In my December 31, 2014 post, I hinted at how an utterly casual drop-in of Ross Gelbspan’s central bit of evidence indicting skeptic climate scientists of industry corruption ends up looking like a pre-scripted propaganda tactic. In my just-prior post, I hinted at how fluff pieces which only casually dropped his name and book title arguably take on the same appearance. Today, from my mega-pile of notes on the overall smear of skeptic climate scientists and anybody connected to the effort, a situation involving a seemingly casual mention of Ross Gelbspan instead makes better-informed readers go “hmmmmm.”
Read the first two paragraphs of the New York Times Magazine’s March 3, 2002 The Way We Live Now article “Ominous Clouds” and it initially looks like a run-of-the-mill retrospective piece on The Weather Channel. Then its third paragraph seems to imply we can begin to see some kind of ominous pattern from this cumulative experience, with its money quote being, “After a few years of big storms, bizarrely warm winters and drought warnings, we no longer want nice weather. We just want normal weather.”
Is the article author an expert on the history of weather, enabling him to imply with authority that the weather patterns were changing? Hardly. He was and is a writer of material having nothing to do with the climate.

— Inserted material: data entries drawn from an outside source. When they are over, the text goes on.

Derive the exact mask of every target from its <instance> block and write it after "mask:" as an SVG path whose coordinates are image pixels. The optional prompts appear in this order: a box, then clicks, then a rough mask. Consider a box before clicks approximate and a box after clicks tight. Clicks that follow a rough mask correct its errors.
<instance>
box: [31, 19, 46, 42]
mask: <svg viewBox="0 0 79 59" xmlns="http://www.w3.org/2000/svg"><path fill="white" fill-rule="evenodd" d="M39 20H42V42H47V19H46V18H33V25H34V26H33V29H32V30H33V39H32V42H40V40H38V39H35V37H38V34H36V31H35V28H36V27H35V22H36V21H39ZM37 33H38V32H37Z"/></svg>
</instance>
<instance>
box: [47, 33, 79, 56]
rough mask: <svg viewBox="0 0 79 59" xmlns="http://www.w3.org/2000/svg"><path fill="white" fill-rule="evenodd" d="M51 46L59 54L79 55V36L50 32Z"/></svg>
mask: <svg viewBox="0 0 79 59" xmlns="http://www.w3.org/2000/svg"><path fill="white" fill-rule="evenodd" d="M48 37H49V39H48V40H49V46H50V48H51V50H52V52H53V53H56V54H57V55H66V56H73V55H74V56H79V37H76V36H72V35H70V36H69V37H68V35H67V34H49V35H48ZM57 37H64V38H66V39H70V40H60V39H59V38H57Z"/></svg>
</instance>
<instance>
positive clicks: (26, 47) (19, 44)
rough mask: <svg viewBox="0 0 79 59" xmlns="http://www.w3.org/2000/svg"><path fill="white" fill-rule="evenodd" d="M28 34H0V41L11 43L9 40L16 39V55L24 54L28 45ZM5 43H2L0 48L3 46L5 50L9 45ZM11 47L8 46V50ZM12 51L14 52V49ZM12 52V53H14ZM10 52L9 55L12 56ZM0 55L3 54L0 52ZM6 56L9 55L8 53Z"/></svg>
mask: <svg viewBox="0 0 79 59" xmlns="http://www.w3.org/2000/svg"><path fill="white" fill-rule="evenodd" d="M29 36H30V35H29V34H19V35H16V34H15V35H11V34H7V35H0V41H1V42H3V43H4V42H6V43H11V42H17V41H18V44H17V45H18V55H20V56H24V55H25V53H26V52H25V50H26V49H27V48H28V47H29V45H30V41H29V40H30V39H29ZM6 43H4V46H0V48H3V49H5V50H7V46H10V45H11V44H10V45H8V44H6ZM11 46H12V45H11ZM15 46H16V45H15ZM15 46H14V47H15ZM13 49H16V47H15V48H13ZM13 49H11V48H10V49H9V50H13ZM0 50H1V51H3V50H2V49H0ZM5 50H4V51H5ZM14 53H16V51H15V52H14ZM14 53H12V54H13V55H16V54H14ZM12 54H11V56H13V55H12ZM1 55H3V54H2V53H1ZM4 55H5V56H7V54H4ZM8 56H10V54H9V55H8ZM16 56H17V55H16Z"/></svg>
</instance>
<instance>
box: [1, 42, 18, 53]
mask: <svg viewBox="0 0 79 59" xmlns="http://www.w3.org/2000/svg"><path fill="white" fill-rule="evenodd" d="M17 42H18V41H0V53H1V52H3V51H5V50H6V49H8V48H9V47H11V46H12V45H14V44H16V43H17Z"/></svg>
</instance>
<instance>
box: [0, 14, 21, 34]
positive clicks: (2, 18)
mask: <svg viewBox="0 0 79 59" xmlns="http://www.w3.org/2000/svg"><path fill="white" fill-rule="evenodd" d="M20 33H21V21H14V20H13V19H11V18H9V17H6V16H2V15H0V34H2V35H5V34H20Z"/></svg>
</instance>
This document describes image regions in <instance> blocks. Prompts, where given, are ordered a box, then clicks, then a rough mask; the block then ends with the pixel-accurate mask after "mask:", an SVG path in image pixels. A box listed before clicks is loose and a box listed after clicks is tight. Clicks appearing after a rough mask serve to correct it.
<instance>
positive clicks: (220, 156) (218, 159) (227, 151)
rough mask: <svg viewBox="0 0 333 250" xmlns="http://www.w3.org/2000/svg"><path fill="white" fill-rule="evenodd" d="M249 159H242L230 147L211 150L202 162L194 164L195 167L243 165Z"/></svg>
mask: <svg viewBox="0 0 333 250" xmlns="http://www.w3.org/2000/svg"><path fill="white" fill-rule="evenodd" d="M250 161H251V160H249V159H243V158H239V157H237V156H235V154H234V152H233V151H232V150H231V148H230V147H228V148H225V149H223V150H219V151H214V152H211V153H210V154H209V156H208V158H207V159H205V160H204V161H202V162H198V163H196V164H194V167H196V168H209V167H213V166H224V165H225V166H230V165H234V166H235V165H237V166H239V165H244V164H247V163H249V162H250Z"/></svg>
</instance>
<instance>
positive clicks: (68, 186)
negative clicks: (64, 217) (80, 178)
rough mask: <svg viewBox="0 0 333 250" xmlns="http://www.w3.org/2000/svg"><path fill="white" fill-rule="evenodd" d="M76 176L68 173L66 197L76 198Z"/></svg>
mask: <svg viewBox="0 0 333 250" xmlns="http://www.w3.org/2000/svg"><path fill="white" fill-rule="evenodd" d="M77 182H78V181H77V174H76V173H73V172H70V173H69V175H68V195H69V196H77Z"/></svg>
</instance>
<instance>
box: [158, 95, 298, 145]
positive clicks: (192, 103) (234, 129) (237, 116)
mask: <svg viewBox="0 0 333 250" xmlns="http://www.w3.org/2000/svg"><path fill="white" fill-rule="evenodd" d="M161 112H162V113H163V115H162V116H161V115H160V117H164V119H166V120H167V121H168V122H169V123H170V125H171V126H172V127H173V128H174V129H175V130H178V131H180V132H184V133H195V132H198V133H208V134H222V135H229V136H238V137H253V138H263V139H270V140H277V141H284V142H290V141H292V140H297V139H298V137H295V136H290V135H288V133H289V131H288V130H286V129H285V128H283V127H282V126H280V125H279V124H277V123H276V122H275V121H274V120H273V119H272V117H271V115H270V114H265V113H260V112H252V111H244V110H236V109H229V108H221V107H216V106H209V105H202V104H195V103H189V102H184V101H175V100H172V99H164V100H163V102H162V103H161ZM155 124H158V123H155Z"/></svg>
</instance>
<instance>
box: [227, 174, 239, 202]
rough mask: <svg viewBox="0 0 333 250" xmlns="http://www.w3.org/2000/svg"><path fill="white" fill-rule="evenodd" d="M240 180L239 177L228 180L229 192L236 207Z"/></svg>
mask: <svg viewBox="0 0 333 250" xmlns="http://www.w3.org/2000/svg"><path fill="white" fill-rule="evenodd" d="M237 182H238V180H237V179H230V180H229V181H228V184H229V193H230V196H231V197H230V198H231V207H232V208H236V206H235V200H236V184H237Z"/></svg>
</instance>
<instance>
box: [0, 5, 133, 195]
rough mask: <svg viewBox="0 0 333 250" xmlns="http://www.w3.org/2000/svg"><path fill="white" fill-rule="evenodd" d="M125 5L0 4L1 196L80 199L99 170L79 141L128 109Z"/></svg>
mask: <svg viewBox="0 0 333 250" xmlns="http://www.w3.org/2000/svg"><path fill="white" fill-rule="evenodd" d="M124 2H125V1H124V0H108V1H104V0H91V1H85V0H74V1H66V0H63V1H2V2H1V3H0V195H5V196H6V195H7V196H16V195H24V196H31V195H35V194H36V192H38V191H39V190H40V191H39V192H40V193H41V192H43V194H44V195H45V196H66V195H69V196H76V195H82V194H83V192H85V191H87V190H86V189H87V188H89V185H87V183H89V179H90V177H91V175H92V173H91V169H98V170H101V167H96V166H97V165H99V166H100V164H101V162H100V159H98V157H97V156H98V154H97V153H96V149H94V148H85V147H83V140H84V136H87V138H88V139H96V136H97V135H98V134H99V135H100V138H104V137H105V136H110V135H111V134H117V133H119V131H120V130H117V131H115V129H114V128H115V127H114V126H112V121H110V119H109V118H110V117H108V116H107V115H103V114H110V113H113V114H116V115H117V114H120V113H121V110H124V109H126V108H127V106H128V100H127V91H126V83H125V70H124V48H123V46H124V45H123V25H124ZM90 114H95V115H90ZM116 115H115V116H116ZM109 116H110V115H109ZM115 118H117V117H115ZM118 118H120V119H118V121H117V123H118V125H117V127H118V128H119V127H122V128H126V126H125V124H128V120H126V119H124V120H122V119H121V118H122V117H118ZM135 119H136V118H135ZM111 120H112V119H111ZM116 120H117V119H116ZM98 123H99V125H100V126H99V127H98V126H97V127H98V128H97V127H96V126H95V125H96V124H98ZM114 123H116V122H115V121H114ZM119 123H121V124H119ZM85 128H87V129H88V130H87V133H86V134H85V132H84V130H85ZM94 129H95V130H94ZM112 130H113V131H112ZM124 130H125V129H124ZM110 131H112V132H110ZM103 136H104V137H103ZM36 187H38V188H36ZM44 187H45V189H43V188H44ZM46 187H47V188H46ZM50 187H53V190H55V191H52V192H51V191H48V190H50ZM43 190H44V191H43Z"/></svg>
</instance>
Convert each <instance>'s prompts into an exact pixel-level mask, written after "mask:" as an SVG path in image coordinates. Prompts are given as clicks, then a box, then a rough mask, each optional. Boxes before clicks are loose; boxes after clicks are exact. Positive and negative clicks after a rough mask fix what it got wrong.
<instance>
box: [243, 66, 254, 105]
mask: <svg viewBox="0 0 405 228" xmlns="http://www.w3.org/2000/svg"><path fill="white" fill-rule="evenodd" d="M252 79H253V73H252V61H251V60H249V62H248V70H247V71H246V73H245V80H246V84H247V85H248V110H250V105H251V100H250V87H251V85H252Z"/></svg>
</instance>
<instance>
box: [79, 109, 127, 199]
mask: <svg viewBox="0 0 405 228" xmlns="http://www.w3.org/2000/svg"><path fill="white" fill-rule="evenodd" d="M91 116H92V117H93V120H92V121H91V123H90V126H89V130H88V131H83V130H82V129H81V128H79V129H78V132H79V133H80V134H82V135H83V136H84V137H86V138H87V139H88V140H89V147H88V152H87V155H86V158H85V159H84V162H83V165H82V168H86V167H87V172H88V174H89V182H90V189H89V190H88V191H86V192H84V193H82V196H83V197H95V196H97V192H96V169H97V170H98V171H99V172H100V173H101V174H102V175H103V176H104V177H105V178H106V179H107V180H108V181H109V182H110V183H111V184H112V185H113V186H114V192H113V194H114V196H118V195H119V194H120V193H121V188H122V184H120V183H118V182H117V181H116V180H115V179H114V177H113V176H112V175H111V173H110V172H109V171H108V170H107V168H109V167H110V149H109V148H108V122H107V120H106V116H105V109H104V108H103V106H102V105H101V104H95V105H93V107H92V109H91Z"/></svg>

His article’s fifth paragraph is where the real problem appears. Watch who he cites after an assertion about people being increasingly concerned about worldwide weather events:
… the Weather Channel’s marketing people have noticed an intriguing phenomenon. People are watching their programs for longer than anyone ever expected — eight minutes was the original projection, but one in four now watch for 20 minutes or more at a time. People come for their own weather, but they stay for their neighbor’s weather and finally for the weather around the world. No low in Asia is too obscure for them; no hiccup in the jet stream over Australia is too far removed. The phenomenon seems widespread in the weather industry. “People are unsettled,” says Ross Gelbspan, founder of Heatisonline.org, who has noticed a large increase in visitors to his site recently. “It’s the freakish weather we’ve been having.”
The remainder of the article dives deeper into ‘irrefutable facts’ pointing to a warmer climate and a bleak future. Increased visitors at Heatisonline.org? Golly, that indicates something important to look at, let’s see what it says. (Click image to enlarge, full text to February 2002 version here)

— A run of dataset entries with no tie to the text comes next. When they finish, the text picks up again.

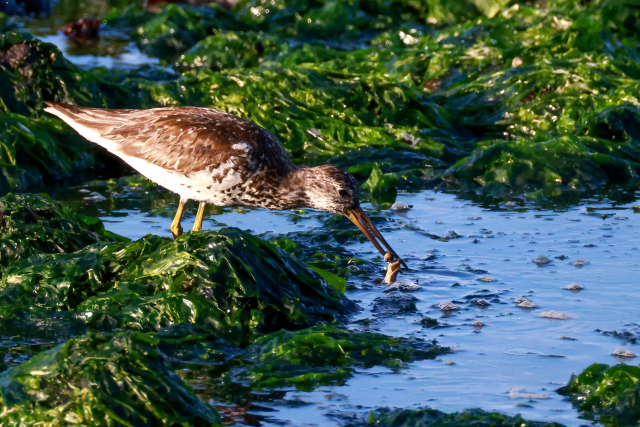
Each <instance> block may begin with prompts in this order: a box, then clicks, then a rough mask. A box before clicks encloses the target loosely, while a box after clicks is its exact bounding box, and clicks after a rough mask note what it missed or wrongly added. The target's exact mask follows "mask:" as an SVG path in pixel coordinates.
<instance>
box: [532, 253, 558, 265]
mask: <svg viewBox="0 0 640 427" xmlns="http://www.w3.org/2000/svg"><path fill="white" fill-rule="evenodd" d="M533 262H535V263H536V264H537V265H540V266H542V265H549V264H552V263H553V261H552V260H551V259H549V257H547V256H545V255H539V256H537V257H536V258H535V259H534V260H533Z"/></svg>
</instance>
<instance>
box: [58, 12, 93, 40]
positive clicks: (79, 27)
mask: <svg viewBox="0 0 640 427" xmlns="http://www.w3.org/2000/svg"><path fill="white" fill-rule="evenodd" d="M99 27H100V21H98V20H97V19H93V18H82V19H79V20H78V21H76V22H70V23H68V24H67V25H65V26H64V27H62V28H61V29H60V30H61V31H62V34H64V35H65V36H66V37H67V38H69V39H71V40H73V41H74V42H77V43H79V44H82V43H86V42H89V41H93V40H98V38H99V37H98V29H99Z"/></svg>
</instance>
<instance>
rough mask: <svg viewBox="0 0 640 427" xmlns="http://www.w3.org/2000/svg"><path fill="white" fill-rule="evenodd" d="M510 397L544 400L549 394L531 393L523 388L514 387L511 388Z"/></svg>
mask: <svg viewBox="0 0 640 427" xmlns="http://www.w3.org/2000/svg"><path fill="white" fill-rule="evenodd" d="M509 397H510V398H512V399H530V400H542V399H548V398H549V395H547V394H534V393H530V392H528V391H527V390H525V389H523V388H515V387H514V388H512V389H511V390H509Z"/></svg>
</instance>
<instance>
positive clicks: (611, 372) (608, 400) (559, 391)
mask: <svg viewBox="0 0 640 427" xmlns="http://www.w3.org/2000/svg"><path fill="white" fill-rule="evenodd" d="M558 393H560V394H562V395H565V396H568V397H569V398H570V399H571V401H572V402H573V404H574V405H575V406H576V407H577V408H578V410H580V411H581V412H582V413H583V416H584V417H585V418H587V419H591V420H593V419H595V420H597V421H598V423H600V424H603V425H605V426H611V427H619V426H636V425H637V424H638V421H639V420H640V406H639V405H638V402H639V401H640V367H638V366H628V365H625V364H621V365H615V366H609V365H605V364H598V363H596V364H593V365H591V366H589V367H588V368H586V369H585V370H584V371H582V373H580V374H579V375H572V376H571V379H570V380H569V383H568V384H567V385H566V386H564V387H562V388H560V389H558Z"/></svg>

Across the top of the page is: News – of items not opposing the idea of man-caused global warming; Weather – about increasingly extreme events bolstering the idea of man-caused global warming; Science – about the certainty of increasing CO2 indicates man-caused global warming; and, Disinformation – on why everyone may ignore opposition to the idea of man-caused global warming, specifically because,
… the fossil fuel lobby and its ideological supporters have waged a relentless campaign of deception and disinformation to confuse people about the reality of warming-driven climate change.
See how well this works? “Settled science” / “corrupt skeptics.” And by default, everyone may ignore skeptics because of those two points. Just don’t question anything about that.
Ask what actual evidence Gelbspan has ever offered proving the existence of any such ‘deception and disinformation’ campaign, and you soon see how his core evidence is not what he says it is, and how his narratives about discovering it break down. From that, the average reader might start to wonder if assertions about unprecedented weather fall apart, and if the same thing happens to assertions about ‘time spent by viewers watching The Weather Channel’ back in 2002, and if Gelbspan’s own website traffic was actually increasing back then.
Perhaps the change in viewer length of The Weather Channel can be explained away via its reports becoming longer and less repetitive, but the history of major weather events cannot be erased, nor can myriad problems with Gelbspan’s own narratives. Given how cancerous doubt creeps into anything associated with Ross Gelbspan, the mention of his name in the above NYT article doesn’t look casual, it looks like an effort to steer readers into a non-science website that’s not subtle about its true focus, in order to bolster an article which seems to have the intent of planting the idea about man-caused global warming causing extreme weather events.